Thanks everyone.  We’ve been assigned unit 407C.  The room is located outside of the pool area, top floor looking over a small green area, parking lot with a partial ocean view.   We would have liked a pool view/ocean view, but we’re not complaining and we won't have to hear anyone walking above us.   Cheers!


----------



## GrayFal (Aug 7, 2016)

Kel said:


> Thanks everyone.  We’ve been assigned unit 407C.  The room is located outside of the pool area, top floor looking over a small green area, parking lot with a partial ocean view.   We would have liked a pool view/ocean view, but we’re not complaining and we won't have to hear anyone walking above us.   Cheers!



Fourth floor 07 unit you will have a very nice ocean view from your balcony.  
I own u it 215 and 217 and they have a nice distant view from the second floor.  Fourth floor units such as 07 are closer to the beach and have a great view for your morning coffee. 

Enjoy!


----------



## djyamyam (Aug 7, 2016)

I've got a reservation with a Thurs check-in into unit 419D.  Its a garden view unit but looking at the resort map, it looks like it's tucked in as far back as possible.  Any insights?


----------



## GrayFal (Aug 7, 2016)

djyamyam said:


> I've got a reservation with a Thurs check-in into unit 419D.  Its a garden view unit but looking at the resort map, it looks like it's tucked in as far back as possible.  Any insights?



D units are the very big one bedroom 2 Bath units.

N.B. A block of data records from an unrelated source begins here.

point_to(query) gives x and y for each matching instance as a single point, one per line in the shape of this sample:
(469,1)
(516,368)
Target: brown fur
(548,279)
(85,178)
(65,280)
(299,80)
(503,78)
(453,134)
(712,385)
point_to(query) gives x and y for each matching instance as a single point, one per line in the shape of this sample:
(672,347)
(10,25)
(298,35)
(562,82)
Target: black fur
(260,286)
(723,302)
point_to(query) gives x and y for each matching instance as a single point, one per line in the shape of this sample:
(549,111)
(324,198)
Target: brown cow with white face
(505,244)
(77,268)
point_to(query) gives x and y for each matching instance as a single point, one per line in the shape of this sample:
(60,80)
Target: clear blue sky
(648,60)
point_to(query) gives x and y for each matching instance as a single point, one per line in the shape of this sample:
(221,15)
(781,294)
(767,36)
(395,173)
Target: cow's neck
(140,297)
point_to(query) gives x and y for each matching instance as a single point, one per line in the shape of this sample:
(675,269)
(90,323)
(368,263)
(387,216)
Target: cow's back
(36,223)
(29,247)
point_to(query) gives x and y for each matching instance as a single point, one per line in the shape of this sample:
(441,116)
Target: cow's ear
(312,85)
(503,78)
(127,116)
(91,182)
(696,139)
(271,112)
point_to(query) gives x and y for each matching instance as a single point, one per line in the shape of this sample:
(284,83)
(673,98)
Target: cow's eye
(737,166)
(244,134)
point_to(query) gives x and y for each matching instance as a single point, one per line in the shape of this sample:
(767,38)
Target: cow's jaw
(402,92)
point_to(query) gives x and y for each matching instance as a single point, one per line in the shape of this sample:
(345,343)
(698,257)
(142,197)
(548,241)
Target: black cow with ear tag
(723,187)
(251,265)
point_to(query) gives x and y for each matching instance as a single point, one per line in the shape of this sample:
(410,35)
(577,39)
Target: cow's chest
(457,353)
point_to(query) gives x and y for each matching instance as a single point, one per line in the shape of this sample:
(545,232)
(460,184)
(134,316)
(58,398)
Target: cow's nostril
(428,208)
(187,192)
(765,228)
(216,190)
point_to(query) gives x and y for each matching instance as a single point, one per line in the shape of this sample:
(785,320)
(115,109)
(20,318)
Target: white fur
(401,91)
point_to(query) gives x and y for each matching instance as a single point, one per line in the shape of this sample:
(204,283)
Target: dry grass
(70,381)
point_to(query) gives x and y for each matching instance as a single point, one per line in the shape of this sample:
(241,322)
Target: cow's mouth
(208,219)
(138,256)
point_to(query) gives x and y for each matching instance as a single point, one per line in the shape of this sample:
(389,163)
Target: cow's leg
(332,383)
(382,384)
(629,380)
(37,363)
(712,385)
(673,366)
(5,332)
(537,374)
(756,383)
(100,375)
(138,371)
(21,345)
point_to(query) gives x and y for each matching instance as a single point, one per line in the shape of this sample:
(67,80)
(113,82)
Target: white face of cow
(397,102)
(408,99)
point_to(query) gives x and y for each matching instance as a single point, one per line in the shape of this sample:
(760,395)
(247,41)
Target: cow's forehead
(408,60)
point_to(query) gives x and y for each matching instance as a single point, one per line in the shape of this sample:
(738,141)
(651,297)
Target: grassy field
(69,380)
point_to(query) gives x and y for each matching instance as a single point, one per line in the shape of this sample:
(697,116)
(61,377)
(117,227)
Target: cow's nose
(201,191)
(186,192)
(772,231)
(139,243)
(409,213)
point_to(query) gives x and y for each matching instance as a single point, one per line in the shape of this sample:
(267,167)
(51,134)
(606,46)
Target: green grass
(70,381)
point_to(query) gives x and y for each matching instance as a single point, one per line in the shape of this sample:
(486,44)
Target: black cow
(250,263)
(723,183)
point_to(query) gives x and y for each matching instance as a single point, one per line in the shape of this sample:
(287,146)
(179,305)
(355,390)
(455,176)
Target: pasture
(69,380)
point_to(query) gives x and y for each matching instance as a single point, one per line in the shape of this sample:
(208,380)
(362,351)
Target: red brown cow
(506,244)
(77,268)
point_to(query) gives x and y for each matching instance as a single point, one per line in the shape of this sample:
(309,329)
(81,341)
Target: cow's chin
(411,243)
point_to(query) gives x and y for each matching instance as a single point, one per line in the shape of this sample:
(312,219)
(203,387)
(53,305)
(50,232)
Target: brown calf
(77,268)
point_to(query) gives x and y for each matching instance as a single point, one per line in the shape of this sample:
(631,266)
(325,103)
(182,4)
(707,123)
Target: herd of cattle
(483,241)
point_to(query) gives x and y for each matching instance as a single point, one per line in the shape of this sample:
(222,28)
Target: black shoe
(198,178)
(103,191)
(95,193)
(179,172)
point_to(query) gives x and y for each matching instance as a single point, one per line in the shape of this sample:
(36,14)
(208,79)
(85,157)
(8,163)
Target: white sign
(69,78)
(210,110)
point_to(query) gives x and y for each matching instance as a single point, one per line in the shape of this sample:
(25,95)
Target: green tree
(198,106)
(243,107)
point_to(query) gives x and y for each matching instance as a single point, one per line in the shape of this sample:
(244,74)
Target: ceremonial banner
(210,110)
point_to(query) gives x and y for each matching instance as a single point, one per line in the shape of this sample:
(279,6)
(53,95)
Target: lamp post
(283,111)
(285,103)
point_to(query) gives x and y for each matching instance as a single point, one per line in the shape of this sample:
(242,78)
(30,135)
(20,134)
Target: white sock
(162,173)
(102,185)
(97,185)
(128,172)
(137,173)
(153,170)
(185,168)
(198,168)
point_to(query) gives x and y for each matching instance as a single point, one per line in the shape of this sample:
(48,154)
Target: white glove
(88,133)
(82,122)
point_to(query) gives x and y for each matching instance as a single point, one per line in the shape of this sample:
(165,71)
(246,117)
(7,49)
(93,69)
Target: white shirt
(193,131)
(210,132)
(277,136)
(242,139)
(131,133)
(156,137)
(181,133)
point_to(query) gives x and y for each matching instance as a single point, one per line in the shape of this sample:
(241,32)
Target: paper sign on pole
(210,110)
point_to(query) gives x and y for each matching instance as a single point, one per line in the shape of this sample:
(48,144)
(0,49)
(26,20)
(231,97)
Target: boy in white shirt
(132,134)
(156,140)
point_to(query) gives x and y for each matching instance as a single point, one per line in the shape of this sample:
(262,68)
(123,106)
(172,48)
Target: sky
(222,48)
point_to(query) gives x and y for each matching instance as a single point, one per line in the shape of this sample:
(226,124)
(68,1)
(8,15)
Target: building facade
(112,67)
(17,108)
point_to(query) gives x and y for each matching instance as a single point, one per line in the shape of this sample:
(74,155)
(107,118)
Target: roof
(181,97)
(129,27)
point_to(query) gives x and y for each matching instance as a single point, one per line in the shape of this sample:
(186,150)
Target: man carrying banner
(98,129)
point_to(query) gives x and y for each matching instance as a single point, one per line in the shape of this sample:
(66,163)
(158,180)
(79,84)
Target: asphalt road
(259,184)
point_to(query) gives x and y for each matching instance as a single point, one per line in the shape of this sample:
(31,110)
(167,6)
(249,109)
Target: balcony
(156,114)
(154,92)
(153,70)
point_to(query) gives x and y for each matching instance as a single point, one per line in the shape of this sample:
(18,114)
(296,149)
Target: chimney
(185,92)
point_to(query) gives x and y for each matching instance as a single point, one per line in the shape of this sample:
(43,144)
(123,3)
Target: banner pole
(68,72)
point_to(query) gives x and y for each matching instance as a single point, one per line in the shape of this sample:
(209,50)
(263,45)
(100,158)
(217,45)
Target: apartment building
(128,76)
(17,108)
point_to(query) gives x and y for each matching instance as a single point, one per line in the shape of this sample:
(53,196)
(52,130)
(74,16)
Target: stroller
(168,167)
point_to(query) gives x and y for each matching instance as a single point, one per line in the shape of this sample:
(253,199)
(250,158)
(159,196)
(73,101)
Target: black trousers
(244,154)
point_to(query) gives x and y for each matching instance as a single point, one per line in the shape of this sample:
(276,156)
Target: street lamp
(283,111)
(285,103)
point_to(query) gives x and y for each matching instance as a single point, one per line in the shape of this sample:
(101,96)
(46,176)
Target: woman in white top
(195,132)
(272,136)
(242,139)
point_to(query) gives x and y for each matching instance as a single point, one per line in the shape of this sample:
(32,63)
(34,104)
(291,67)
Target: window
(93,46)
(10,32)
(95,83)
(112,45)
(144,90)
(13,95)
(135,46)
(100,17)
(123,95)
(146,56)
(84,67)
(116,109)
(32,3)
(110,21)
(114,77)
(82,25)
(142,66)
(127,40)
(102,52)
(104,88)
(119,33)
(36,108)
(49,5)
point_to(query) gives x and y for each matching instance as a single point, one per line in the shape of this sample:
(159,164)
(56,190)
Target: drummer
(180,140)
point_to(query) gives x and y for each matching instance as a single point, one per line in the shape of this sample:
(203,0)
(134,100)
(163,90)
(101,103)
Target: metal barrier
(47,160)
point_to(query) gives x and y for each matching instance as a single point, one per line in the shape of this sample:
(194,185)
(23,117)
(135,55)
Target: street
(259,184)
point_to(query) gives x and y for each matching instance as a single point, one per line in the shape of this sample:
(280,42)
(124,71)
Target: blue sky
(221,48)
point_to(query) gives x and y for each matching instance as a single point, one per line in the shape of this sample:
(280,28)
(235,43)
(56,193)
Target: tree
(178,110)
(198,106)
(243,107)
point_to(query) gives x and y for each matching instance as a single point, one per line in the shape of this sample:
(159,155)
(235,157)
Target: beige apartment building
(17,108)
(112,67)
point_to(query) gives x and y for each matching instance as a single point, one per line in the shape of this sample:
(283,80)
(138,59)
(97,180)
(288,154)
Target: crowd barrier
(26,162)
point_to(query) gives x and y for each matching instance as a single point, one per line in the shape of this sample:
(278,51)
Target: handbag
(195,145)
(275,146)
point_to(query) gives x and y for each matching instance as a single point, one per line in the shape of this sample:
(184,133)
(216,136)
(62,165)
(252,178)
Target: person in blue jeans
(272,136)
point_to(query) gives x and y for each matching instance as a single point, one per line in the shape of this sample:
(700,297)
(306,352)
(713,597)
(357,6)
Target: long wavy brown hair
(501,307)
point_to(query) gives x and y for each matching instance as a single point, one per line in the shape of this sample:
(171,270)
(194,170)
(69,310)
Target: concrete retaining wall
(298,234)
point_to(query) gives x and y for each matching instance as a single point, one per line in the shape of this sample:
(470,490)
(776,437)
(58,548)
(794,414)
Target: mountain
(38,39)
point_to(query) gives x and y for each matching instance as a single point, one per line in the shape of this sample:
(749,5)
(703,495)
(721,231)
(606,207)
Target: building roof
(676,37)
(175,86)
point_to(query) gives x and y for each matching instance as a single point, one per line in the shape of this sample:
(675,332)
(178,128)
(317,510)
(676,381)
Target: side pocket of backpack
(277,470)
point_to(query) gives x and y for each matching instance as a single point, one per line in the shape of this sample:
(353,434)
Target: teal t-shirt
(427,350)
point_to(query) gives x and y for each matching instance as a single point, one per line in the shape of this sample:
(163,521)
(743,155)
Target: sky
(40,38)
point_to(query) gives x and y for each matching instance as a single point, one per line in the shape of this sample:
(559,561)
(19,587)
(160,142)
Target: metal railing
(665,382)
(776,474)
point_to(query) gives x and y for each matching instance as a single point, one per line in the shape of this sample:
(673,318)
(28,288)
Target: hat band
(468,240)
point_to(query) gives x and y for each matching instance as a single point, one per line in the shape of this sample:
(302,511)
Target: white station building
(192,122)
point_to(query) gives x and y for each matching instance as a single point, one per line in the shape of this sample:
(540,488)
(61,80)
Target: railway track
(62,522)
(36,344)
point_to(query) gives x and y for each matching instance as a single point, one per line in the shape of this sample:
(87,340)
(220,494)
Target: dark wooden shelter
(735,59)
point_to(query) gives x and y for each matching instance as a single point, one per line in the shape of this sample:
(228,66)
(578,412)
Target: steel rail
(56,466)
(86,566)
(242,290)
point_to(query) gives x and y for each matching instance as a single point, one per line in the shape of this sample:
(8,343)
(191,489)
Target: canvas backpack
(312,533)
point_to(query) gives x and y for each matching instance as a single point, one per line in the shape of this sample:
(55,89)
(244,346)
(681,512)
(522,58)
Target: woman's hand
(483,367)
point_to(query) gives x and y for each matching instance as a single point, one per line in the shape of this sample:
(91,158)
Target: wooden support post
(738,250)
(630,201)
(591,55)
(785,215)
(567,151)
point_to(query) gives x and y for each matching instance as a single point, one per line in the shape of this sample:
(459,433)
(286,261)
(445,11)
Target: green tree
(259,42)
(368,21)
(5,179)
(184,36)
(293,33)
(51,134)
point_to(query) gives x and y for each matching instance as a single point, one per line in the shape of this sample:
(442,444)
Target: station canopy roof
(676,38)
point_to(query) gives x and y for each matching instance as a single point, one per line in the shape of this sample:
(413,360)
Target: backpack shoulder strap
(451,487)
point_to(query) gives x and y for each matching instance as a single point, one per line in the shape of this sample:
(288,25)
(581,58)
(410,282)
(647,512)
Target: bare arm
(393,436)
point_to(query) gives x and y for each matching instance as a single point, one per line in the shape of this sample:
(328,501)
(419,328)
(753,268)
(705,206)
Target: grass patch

The fourth floor will have a really nice distant water view.  Although you are "back" there is nothing (no buildings) between you and the water.


----------



## classiclincoln (Aug 9, 2016)

I found this resort map which shows the room numbers (looks like one floor only) with the check in days. Looks like the ocean view rooms are for Saturday and Sunday check in only.


----------



## lamb (Oct 25, 2017)

My exchange notes the room as 430A. It appears to be an ocean/pool view room.  I read above that the D units are large 1 BR units.  Does anyone have familiarity with A units?


----------